Calmcode - pandas pipe: logs

Adding logging to Pandas Pipelines with decorators

1 2 3 4 5 6 7 8 9

The code that follows is advanced (especially if you're new to decorators) but in python you can write a function that can decorate another function. If you appreciate a refresher on how decorators work, feel free to check out our course on decorators.

Here's an example meant for pandas pipelines.

from functools import wraps
import datetime as dt

def log_step(func):
    @wraps(func)
    def wrapper(*args, **kwargs):
        tic = dt.datetime.now()
        result = func(*args, **kwargs)
        time_taken = str(dt.datetime.now() - tic)
        print(f"just ran step {func.__name__} shape={result.shape} took {time_taken}s")
        return result
    return wrapper

You can use this code to decorate your pipeline steps.

import pandas as pd

df = pd.read_csv('https://calmcode.io/datasets/bigmac.csv')

@log_step
def start_pipeline(dataf):
    return dataf.copy()

@log_step
def set_dtypes(dataf):
    return (dataf
            .assign(date=lambda d: pd.to_datetime(d['date']))
            .sort_values(['currency_code', 'date']))

@log_step
def remove_outliers(dataf, min_row_country=32):
    countries = (dataf
                .groupby('currency_code')
                .agg(n=('name', 'count'))
                .loc[lambda d: d['n'] >= min_row_country]
                .index)
    return (dataf
            .loc[lambda d: d['currency_code'].isin(countries)])

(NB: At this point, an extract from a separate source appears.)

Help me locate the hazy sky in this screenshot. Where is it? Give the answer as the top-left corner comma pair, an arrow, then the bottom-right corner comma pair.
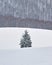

When you now run this code, you'll see output printed as a side-effect.

(df
  .pipe(start_pipeline)
  .pipe(set_dtypes)
  .pipe(remove_outliers, min_row_country=20))

Note

We're only showing the example here with a print statement. A better next-step would be to use python's logging framework. That's something that's out of scope for this series of videos, but if you're intersted you can learn more in our logging course. Alternatively you might also enjoy the implementation in scikit-lego.